В истории русской культуры имажинисты (1918–1928) известны не только программным радикальным метафоризмом своего поэтического языка, но и разнообразными эксцессами эпатажной театрализации жизни в Москве в годы военного коммунизма и в начале первого периода НЭПа. В своих декларациях и теоретических статьях имажинисты провозгласили автономию метафоры и практиковали экспериментальную поэзию неожиданных сопоставлений. Эпатаж и максимальное воздействие на зрителей или случайных прохожих были ключевыми задачами их городских перформансов и типичных для того времени диспутов начала 1920-х годов: судебного процесса против русской литературы (1922), переименования главных улиц Москвы (1921), надписей на стенах Страстного монастыря (1920), всеобщей мобилизации горожан (1921) и других мероприятий.
«Театр повседневности» — далеко не единственная связь между этой группой поэтов и сценическим искусством. Театр является разносторонне актуальным, но не изученным предметом в истории имажинизма. Имажинисты были близки к театральной среде, о чем свидетельствуют, в свою очередь, биографические обстоятельства участников группы. Роман и брак Сергея Есенина с Айседорой Дункан в 1921–1922 годах стали драмой для обеих знаменитостей; отношения Вадима Шершеневича с актрисой Юлией Дижур закончились драматически — самоубийством актрисы; выросший в любительском театре Анатолий Мариенгоф женился в 1923 году на актрисе Камерного театра Анне Никритиной. Отдельного внимания заслуживает тот факт, что философ-феноменолог Густав Шпет, развивавший свою театральную теорию в начале 1920-х, был именно в это время близок к группе имажинистов[750]. Братья Эрдманы (драматург Николай и актер Борис, потом получивший известность в качестве художника), видные деятели театра, даже подписали первую имажинистскую декларацию 1919 года, наряду с художником Георгием Якуловым, автором декларации «Имажинизм в живописи» и декоратором имажинистских кафе[751]. Нельзя забывать также о недолговечном имажинисте, более известном в качестве экспрессиониста и скандалиста Ипполите Соколове, роль которого в связи с восприятием языка жестов Чаплина в России подробно изучена Ю. Г. Цивьяном[752]. Несмотря на все эти факты, театр является неизученной областью в истории имажинизма, хотя в конце 1920-х годов и Шершеневич, и Мариенгоф уже полностью ушли из поэзии в драматургию.
1922 год избран в качестве темы этой статьи не случайно.
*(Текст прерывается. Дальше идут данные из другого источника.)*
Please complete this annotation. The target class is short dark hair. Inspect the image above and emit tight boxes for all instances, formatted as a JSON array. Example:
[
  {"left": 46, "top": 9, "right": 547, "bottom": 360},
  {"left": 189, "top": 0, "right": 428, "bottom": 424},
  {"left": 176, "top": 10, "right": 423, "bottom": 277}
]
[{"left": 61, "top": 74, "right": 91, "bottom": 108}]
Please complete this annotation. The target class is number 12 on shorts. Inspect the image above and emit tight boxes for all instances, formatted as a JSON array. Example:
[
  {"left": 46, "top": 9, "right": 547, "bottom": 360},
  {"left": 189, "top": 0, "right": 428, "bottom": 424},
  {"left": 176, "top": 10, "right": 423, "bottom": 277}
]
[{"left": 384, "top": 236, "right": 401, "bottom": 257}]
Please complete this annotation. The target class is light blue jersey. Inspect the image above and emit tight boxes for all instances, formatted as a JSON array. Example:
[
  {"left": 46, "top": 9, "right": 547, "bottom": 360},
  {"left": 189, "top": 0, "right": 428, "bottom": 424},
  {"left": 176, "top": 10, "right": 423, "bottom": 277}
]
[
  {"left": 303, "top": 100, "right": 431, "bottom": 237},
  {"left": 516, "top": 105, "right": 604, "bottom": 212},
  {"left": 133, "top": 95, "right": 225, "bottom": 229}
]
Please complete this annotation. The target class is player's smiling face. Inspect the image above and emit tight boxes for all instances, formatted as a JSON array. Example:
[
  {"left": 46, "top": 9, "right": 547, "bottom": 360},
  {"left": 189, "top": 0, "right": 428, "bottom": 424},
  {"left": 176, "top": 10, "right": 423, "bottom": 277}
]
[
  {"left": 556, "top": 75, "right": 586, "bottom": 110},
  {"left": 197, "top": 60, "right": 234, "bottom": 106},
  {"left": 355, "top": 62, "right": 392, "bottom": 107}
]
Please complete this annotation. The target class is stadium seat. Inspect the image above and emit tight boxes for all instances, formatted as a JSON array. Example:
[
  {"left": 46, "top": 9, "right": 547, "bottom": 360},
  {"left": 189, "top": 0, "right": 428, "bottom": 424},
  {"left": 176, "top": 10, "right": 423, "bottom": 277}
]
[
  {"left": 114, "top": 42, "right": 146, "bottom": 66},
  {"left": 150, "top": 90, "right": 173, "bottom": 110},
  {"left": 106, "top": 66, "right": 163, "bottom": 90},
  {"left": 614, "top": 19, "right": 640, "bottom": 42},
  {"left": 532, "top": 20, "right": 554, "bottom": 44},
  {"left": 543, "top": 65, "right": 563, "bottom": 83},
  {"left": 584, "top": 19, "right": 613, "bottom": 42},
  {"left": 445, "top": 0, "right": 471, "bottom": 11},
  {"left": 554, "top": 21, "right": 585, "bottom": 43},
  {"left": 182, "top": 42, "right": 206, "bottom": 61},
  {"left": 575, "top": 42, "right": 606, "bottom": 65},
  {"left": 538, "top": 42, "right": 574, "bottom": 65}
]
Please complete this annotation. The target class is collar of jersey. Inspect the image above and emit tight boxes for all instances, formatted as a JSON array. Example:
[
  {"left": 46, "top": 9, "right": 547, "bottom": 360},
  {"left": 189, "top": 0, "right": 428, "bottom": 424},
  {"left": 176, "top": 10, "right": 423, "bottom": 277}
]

В культурной жизни Москвы второй год НЭПа прошел под знаком театра. Это был юбилейный год для ее театральной жизни: сорокалетие работы А. И. Южина в Малом театре, сорок лет со дня основания русского драматического Театра Корша и т. д. Как отметил критик и наблюдатель театральной жизни Эм. Миндлин, «то была пора, так сказать, округления сроков жизни многих прославленных деятелей искусства и даже отдельных театров»[753]. В то же время это был год становления отношений имажинистов и театра, по крайней мере для трех главных «образоносцев»: В. Шершеневича, С. Есенина и А. Мариенгофа, пьесы которых широко обсуждались в тот год. Пройдена была так называемая «кафейная эпоха» русской поэзии[754], за которой последовала «эпоха книжных лавок писателей и поэтов»[755]. После этого, как раз в 1922 году, поэты стали уходить из поэзии и все чаще писали для театра. Разумеется, связь литературы и театра стала предметом обсуждения в театральных журналах. Как и в «кафейную эпоху», — которая была следствием бумажного голода, от которого имажинисты, как известно, вовсе не страдали[756], — и в «эпоху лавок», так и теперь имажинисты играли важнейшую роль. Шершеневич был, видимо, первым поэтом Москвы, устроившим «публичное покаяние поэта» в 1922 году, выступив с публичной лекцией «Почему я перестал быть поэтом?»[757].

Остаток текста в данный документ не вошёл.